For this year’s A to Z Blog challenge, I thought I’d draw back the curtain and explore the life and times of a bibliophile.  Care to join me?

Up until 8th grade, I had been nose-deep in Shakespeare, Greek and Roman mythology (although I didn’t read The Odyssey, or The Aenid until college), and boat loads of science fiction.  I still read as many books about horses as I could, although my reading list began to drift into more technical tomes about riding, taking care of horses, and breed histories.

And then I was introduced to The Hobbit, our assigned reading for the semester.

I was immediately captivated by this language that felt so familiar to me, and yet had taken me so far away.  This was the language of my Saxon forebears, the folk tales and legends of the Cotswold hills, the musical lilt of Cymru’s tongue.

I won’t pretend to be a Tolkien scholar in any manner, but I had read that the tales of Middle Earth were a kind of conjecture on Tolkien’s part of what Saxon mythology might have looked like, had it survived the cultural purge after the Norman conquest. The romantic in me, the part of me that believes any tragedy can be redeemed with time and love enough, likes this explanation a great deal.  I almost don’t care about its veracity.

After reading The Hobbit, I went in search of anything with Tolkien’s name on it.  By the end of the school year, I was well into The Lord of the Rings.  It was because of Tolkien that I found C.S. Lewis, Narnia, and Till We Have Faces, which lead me to The Odyssey.



B is for Books


It seems that I’m becoming more comfortable with embracing challenges these days. With that in mind, I’m embracing the A-to-Z Blogging challenge, by writing about the things that I most closely associate with being alive, when I show up and engage with life as fully as possible.

And with that, I give you:


I am an only child and I grew up in the Air Force. Is it any wonder that my best companions were books? Books helped me pass the time while my father completed all the paperwork (in triplicate, no less) needed to get us settled. My love affair with books has never waned. I could run through a list of my favourite books and authors, but somehow that feels like cheating.

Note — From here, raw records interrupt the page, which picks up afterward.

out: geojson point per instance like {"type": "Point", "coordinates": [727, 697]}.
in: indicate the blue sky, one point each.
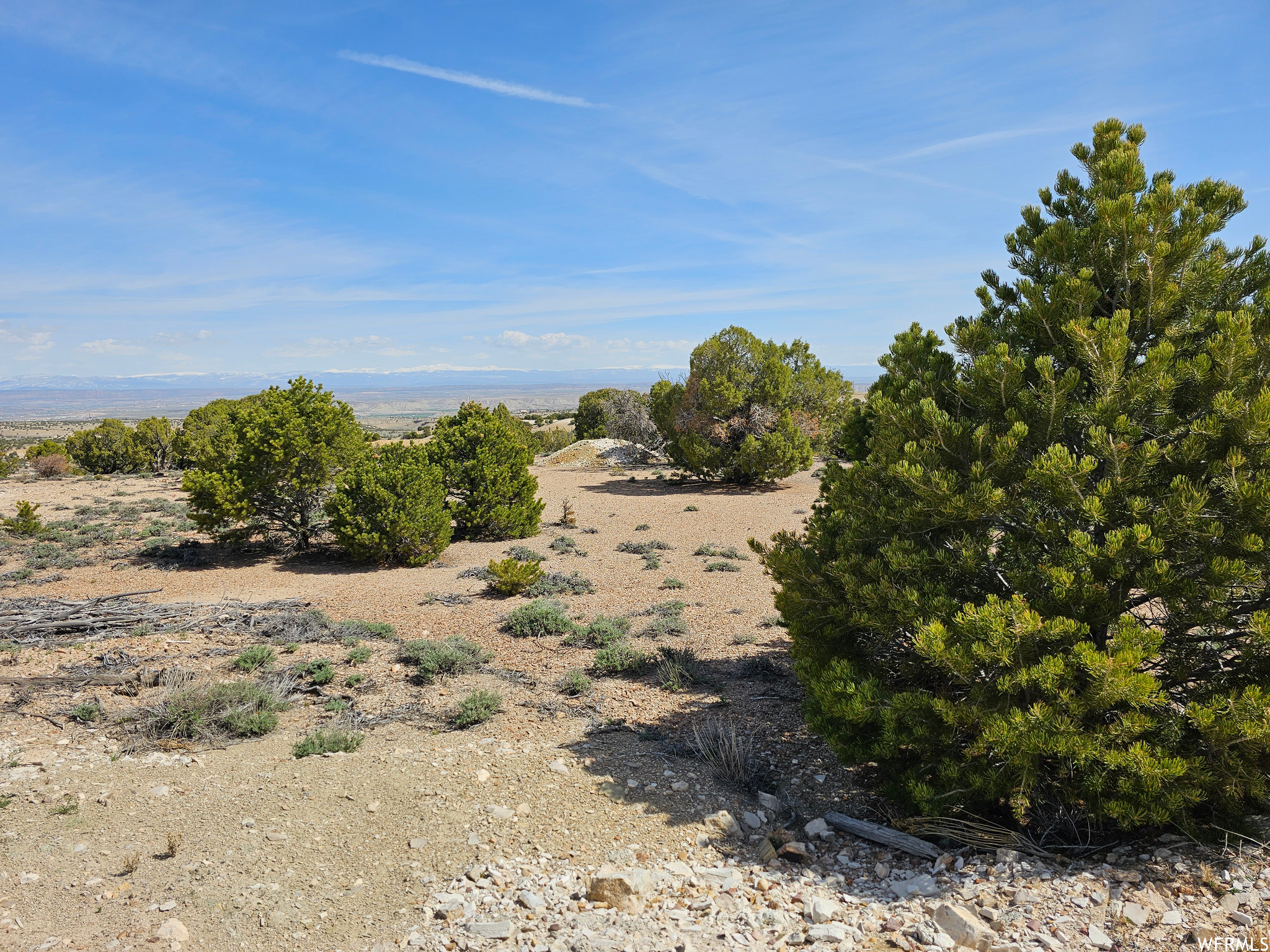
{"type": "Point", "coordinates": [334, 186]}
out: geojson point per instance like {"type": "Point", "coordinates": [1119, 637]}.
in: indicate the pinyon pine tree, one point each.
{"type": "Point", "coordinates": [486, 465]}
{"type": "Point", "coordinates": [1042, 586]}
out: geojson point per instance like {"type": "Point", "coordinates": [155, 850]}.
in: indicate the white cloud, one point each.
{"type": "Point", "coordinates": [110, 346]}
{"type": "Point", "coordinates": [544, 342]}
{"type": "Point", "coordinates": [24, 345]}
{"type": "Point", "coordinates": [466, 79]}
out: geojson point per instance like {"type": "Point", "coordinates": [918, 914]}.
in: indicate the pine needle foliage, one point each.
{"type": "Point", "coordinates": [1043, 582]}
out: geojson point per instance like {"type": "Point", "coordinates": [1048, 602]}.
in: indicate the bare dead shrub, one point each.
{"type": "Point", "coordinates": [51, 465]}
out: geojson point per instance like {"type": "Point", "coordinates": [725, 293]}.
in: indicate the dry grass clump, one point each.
{"type": "Point", "coordinates": [727, 749]}
{"type": "Point", "coordinates": [203, 710]}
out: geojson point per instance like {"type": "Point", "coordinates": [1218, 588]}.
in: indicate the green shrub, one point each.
{"type": "Point", "coordinates": [719, 551]}
{"type": "Point", "coordinates": [543, 616]}
{"type": "Point", "coordinates": [620, 658]}
{"type": "Point", "coordinates": [566, 545]}
{"type": "Point", "coordinates": [110, 447]}
{"type": "Point", "coordinates": [478, 707]}
{"type": "Point", "coordinates": [88, 712]}
{"type": "Point", "coordinates": [574, 683]}
{"type": "Point", "coordinates": [486, 470]}
{"type": "Point", "coordinates": [327, 741]}
{"type": "Point", "coordinates": [254, 656]}
{"type": "Point", "coordinates": [288, 447]}
{"type": "Point", "coordinates": [27, 522]}
{"type": "Point", "coordinates": [390, 508]}
{"type": "Point", "coordinates": [154, 439]}
{"type": "Point", "coordinates": [748, 410]}
{"type": "Point", "coordinates": [643, 547]}
{"type": "Point", "coordinates": [438, 659]}
{"type": "Point", "coordinates": [523, 553]}
{"type": "Point", "coordinates": [561, 583]}
{"type": "Point", "coordinates": [319, 671]}
{"type": "Point", "coordinates": [1041, 587]}
{"type": "Point", "coordinates": [602, 630]}
{"type": "Point", "coordinates": [511, 576]}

Books did more than take my mind off the tedium of military bureaucracy. The Narnia tales taught me there was much more to this world than what my five senses could take in. Sometimes the wardrobe was much much larger on the inside than ever it looked on the outside. I sought Aslan in every farmyard cat that crossed my path. When a school friend gave me a piece of a tree that bore the evidence of an industrious beaver, I wondered if it were acquainted with Peter, Susan, Edmund and Lucy? Without even understanding who Aslan or the Emperor across the Sea really were, I longed to find them. Much of my childhood play was an earnest effort to find my own wardrobe entrance to Narnia.

Greek, Roman and Egyptian mythology, Beowulf, all told of histories far older and, in some ways, truer than the dates, names, and facts taught in my history books. I still hunger for the folk tales of my mother’s homeland. I chase down the local legends and the regional myths of the Cotswold hills. Where the history of Gloucestershire and legend intersect, that’s where my heart begins to race just a little more. That’s the way it has always been for me. Where myth and legend and history begin to merge, that’s where magic happens. That’s where everything is possible and nothing is unlikely. It’s the intersection of madness and perfect clarity and if I could pitch my tent anywhere in the world, it would be smack dab in the middle of that nexus.

And, of course, how could I forget A Wrinkle in Time? My first exposure to science fiction, my first identification with a character that seemed so much like me, another exposure to something “larger” than the world I could see and taste, and smell and touch. Oh, how I could go on and on about this book alone!

But the magic did not end with my childhood. I read Joseph Campbell’s The Hero with a Thousand Faces in college only to discover that we are not as different as we would like to believe. That even in our stories, our mythology and legend, we are more alike than we are unlike. In a similar vein, and a few years later, I read Clarissa Pinkola Estes’ book Women Who Run with the Wolves and decided that Campbell had not gone far enough in his studies. He had forgotten about the women.  At the risk of sounding like a traitor to my gender, I had never before appreciated the inherent strength of womanhood but I began to grow into it and to value the wisdom, dignity and power of sisterhood.

I think I could write an entire A-to-Z blog just on the books that have enriched my life. If ever I want to consult the road map that shows me how I got here and where I hope to go in the future, all I have to do is look at my own bookshelves. The path is there. Word by word. Page by page. Each having left its mark in heart and mind and soul. And I wouldn’t have it any other way.